Limitation: This hospital-based cross-sectional study has limitations that affect the generalizability of its findings to the broader community. The study focused solely on patients attending the outpatient department (OPD), which does not fully capture the needs of individuals with major mental disorders in the community. Additionally, only a few correlates of needs were analyzed, and the assessment relied exclusively on patients’ self-reported perspectives. The views of healthcare providers or family members regarding patient needs were not included. Furthermore, the study was limited to identifying needs and did not evaluate the availability of services or interventions to address met or unmet needs. While the CANSAS tool was utilized, it functions more as an inventory of specific needs rather than an instrument for measuring the overall level of need.
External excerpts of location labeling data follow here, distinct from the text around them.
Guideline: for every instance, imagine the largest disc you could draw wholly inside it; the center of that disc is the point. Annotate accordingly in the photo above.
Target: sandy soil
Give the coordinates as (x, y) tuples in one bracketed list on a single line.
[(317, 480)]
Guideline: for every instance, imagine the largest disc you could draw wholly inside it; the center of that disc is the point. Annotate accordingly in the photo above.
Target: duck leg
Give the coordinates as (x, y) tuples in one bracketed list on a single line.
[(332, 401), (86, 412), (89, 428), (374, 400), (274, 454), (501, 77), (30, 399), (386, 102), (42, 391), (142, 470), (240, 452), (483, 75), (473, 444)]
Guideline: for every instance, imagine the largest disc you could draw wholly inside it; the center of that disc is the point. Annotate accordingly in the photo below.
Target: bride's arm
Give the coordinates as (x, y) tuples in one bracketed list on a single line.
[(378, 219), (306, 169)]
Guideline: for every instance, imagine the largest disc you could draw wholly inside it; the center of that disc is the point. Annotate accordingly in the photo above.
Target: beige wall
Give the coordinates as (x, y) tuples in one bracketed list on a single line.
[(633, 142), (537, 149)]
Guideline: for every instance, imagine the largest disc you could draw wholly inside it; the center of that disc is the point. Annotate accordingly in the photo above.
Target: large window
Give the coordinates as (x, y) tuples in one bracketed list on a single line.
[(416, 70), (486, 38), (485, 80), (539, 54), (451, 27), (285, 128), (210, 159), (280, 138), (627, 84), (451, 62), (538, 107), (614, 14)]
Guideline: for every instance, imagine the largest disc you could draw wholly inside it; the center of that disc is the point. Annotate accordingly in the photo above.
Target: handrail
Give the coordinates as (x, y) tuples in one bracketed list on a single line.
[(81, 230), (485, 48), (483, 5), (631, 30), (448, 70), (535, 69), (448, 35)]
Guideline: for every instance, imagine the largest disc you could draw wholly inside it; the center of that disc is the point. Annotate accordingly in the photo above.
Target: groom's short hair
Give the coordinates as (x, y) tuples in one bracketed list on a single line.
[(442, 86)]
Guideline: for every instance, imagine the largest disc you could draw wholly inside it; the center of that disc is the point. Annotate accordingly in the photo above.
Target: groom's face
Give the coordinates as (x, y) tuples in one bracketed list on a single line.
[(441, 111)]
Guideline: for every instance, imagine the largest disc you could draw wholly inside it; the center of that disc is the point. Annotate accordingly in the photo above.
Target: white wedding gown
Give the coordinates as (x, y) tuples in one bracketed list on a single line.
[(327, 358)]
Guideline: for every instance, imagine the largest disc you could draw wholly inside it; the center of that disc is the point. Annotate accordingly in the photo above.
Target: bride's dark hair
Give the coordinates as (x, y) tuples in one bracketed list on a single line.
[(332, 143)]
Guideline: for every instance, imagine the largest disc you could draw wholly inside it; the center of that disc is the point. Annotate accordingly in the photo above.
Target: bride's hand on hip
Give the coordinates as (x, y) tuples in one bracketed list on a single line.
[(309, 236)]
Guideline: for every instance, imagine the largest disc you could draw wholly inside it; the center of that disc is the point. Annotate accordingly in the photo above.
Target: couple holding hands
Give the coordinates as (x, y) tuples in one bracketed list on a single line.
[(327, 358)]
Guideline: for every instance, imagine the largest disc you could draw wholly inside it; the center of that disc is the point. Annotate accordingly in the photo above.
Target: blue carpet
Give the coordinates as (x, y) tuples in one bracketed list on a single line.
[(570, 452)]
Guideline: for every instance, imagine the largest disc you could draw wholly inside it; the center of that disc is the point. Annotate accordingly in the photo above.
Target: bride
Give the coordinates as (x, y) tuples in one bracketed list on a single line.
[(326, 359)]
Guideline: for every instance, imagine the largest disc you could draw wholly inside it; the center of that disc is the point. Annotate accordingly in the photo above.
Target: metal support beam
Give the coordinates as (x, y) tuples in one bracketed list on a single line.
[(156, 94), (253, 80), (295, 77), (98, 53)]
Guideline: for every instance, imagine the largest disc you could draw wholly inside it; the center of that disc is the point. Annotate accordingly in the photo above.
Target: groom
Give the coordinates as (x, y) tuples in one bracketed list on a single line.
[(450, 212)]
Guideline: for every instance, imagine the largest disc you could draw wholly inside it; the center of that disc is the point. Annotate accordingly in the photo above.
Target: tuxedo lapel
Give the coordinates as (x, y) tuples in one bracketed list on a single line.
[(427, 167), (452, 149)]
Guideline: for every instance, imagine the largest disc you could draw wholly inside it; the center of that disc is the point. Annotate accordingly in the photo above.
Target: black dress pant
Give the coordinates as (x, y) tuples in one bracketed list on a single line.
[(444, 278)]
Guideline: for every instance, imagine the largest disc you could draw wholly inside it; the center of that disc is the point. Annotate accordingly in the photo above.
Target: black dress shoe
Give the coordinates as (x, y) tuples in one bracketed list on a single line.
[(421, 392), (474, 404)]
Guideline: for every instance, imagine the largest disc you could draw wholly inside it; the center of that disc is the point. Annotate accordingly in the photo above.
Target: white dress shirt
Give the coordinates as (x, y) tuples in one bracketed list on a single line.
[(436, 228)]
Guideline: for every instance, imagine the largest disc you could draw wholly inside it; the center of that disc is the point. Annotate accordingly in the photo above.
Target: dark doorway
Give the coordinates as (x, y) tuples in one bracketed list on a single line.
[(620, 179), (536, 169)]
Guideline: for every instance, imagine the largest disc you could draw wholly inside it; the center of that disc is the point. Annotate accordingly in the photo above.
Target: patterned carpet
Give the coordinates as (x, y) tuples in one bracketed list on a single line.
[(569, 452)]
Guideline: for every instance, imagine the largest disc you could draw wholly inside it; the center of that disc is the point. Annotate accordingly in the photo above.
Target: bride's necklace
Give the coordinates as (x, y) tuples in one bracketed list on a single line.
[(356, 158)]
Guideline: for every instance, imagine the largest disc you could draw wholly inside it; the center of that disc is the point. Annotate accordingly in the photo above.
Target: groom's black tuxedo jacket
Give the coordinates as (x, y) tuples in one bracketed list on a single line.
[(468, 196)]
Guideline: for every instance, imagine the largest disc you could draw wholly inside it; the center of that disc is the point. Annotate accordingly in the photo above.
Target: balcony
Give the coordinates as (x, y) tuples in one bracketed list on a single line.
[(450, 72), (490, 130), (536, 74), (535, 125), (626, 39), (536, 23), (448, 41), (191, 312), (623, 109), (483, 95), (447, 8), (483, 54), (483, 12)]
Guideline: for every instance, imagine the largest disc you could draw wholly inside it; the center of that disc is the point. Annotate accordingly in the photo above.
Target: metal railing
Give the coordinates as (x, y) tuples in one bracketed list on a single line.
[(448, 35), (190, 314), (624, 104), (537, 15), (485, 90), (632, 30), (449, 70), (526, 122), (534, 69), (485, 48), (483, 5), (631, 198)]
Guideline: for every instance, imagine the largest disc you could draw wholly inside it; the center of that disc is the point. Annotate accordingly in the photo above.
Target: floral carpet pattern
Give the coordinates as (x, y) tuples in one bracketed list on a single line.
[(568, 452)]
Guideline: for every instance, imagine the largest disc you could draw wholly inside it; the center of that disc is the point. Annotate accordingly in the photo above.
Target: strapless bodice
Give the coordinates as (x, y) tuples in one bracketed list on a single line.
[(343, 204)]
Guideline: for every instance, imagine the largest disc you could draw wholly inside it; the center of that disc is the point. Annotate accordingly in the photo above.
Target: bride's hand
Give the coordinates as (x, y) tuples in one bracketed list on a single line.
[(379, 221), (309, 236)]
In the total study population, the most commonly reported needs were in the areas of psychological distress, money, information, welfare benefits, transportation, intimate relations, company, and looking after the home. Unmet needs were highest in welfare benefits, money, information, and transportation, while met needs were more prevalent in domains such as information, psychological distress, transportation, and intimate relations. The findings suggest that major mental illnesses significantly hinder individuals from meeting their basic needs compared to the general population. Additionally, there has been a noticeable shift in the services provided to patients with severe mental disorders. Addressing the needs of patients with major mental illnesses is crucial for improving their outcomes. Initiatives such as self-help groups, community mental health care, daycare centers, and rehabilitation facilities for skill development can enable patients to function more independently and fulfill many of their unmet needs. Moreover, the government should play a more active role by offering free treatment, medical reimbursements, and financial assistance to individuals with mental illnesses, as practiced in many Western countries.